Step out in eco-style in super-sustainable Bristol, the West Country's unofficial capital, birthplace of trip-hop and home of guerilla graffiti artist Banksy. The city is big and brash and caters for a whole host of themed entertainment, activities and pub crawls. There is a large amount of history that is embedded in the culture underneath the façade of recent investment and redevelopments. Having taken over 3 years to build and costing in excess of £500m, Cabot Circus has propelled Bristol into the top 10 list of UK shopping destinations. Shopping brings the women and the women attract the stag do! Bristol gives a full range of products that combines value for money and freedom of choice…
Bristol is best explored by foot with the bulk of the cities attractions accessible to a pedestrian with other forms of transport proving to be time consuming and taxi’s particularly expensive. For a relaxing change, take the ferry between the city and Temple Meads or Hotwells for £1.50 one-way, or £6 for a day pass. All-day travel is quick and convenient with a First Day 1-day bus pass, valid on all Bristol buses for £8.30 peak/£7.80 off-peak.
Must See/Must Do:
• Cabot Circus
• Meander through the Slow Food market
• Banksy art spotting
• Cross the Clifton Suspension Bridge
• Sample cider at The Apple's floating cider bar
• St Paul's Carnival (July)
History and Culture:
For centuries until the industrial revolution, Bristol was among the top three cities in England. Suffering set -backs after devastating bombing attacks in World War II, the city long had a reputation for being the less-classy neighbour of picturesque Bath. But this rough-around-the-edges atmosphere – coupled with an increasingly multicultural population – has bred some of the UK's best-known cultural exports. Trip-hop pioneers Portishead, Massive Attack and Tricky and drum 'n' bass mainstay Roni Size, collectively with other Bristolian artists, popularised the 'Bristol Sound' in the 1990s. The city itself became the canvas for mysterious artist Banksy's political and cultural satire. Today, Bristol has taken a number of environmental initiatives and is campaigning to be recognised one of the EU's Green Capital cities.
Oceana and the Syndicate are the main two mega clubs in the city. Oceana being very popular with a lot of Stags! 02 Academy is pretty big and regularly has top acts/DJ's. Many of the smaller, legendary clubs have either gone or are under threat of going due to the ongoing redevelopment of the city. However, Bristol is still nationally known as being one of the front runners of the underground club and rave scenes; raves still go off here, but naturally not quite the same as they did in the 80's.
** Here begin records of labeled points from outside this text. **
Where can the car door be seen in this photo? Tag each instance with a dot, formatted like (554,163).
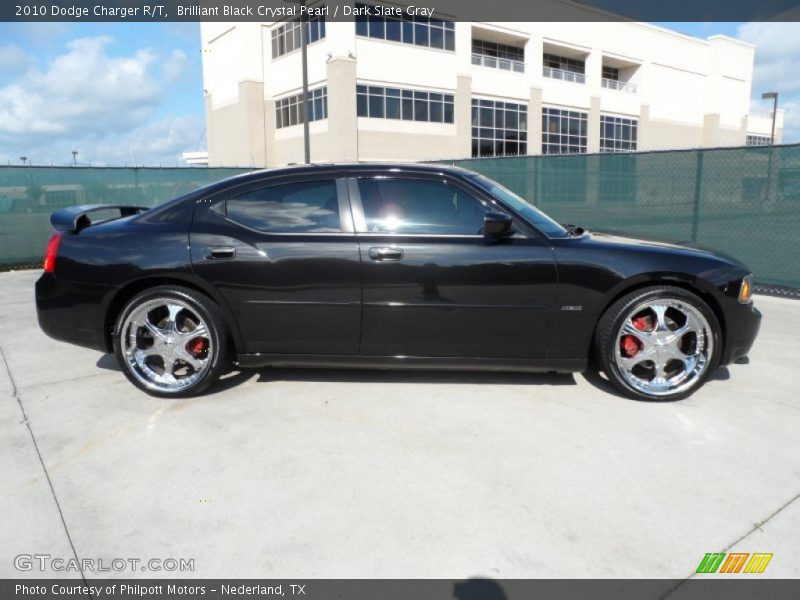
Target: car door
(284,256)
(434,285)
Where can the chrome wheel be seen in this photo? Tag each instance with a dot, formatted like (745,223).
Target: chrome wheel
(166,345)
(663,346)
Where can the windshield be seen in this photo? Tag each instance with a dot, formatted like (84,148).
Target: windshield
(523,207)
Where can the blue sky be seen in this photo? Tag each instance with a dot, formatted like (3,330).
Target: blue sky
(132,93)
(118,93)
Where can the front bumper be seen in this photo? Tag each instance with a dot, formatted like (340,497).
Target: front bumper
(743,324)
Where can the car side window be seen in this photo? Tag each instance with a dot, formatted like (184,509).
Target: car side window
(301,207)
(420,206)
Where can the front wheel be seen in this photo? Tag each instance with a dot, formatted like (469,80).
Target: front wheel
(658,343)
(171,342)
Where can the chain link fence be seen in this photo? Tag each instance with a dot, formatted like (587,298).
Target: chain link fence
(28,195)
(741,201)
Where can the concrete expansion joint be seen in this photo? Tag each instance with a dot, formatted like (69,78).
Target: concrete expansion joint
(756,527)
(15,394)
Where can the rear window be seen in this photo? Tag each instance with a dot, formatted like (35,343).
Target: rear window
(301,207)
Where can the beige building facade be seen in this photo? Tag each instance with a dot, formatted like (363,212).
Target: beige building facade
(395,90)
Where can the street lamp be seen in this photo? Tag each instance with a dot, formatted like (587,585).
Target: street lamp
(774,97)
(304,54)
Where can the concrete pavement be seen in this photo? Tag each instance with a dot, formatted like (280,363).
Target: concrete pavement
(291,473)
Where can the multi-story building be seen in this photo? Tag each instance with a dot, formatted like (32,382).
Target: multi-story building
(403,89)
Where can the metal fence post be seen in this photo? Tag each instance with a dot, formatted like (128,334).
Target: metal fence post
(698,186)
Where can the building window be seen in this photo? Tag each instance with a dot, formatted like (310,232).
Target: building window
(499,128)
(758,140)
(563,131)
(304,207)
(419,31)
(290,111)
(610,73)
(408,105)
(566,69)
(498,56)
(286,38)
(618,134)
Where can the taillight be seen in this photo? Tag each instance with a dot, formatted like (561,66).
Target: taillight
(746,290)
(51,252)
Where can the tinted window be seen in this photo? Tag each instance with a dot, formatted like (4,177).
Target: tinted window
(305,207)
(420,206)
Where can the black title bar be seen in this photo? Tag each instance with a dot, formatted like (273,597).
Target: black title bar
(701,588)
(456,10)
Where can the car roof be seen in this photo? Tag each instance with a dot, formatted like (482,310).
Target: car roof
(350,168)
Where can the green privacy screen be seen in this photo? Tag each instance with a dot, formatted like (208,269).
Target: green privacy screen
(29,194)
(744,202)
(741,201)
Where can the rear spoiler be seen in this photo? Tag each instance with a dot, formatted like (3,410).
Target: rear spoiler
(76,218)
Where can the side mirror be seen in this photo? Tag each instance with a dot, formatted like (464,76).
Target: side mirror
(497,225)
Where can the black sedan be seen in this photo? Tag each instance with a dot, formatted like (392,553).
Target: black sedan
(387,266)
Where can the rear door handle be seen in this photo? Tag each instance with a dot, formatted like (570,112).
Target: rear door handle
(386,253)
(220,252)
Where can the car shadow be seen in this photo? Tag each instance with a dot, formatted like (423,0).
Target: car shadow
(108,362)
(268,375)
(272,374)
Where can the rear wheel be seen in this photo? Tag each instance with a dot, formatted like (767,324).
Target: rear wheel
(171,342)
(658,343)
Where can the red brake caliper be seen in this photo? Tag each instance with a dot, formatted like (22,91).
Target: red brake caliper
(196,346)
(630,344)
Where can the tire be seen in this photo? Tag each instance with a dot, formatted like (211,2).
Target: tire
(658,343)
(172,342)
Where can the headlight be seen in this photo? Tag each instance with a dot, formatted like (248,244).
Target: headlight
(746,290)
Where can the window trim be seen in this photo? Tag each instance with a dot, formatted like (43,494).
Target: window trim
(523,230)
(346,215)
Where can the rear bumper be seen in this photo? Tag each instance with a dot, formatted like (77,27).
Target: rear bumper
(71,312)
(742,329)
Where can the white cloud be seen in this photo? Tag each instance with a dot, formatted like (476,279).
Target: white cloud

There is a host of bars that line the harbour side and gives great choice to an already vibrant nightlife. There is a lot to entertain for all tastes in Bristol!
Eating & Drinking:
With such a diverse multicultural population, there's no end of delicious dishes to try. Start local with a cider at floating cider bar The Apple or an ale at 17th Century pirate pub Llandoger Trow, then sample cheeses, sausages and pies in the glass arcade at St. Nicholas' market or meander through the monthly Slow Food market – the largest in Bristol. Let your tastebuds venture further a field at One Stop Thali Cafe, specialising in vegetarian Indian food, or at the many and varied ethnic cafes in Easton.
Bristol has a rich history of sport and the aspiring West Country rugby team knows how to party. Whether a Friday night match or a Saturday afternoon is your preference then get your cider hat on and enjoy everything the memorial stadium has to offer!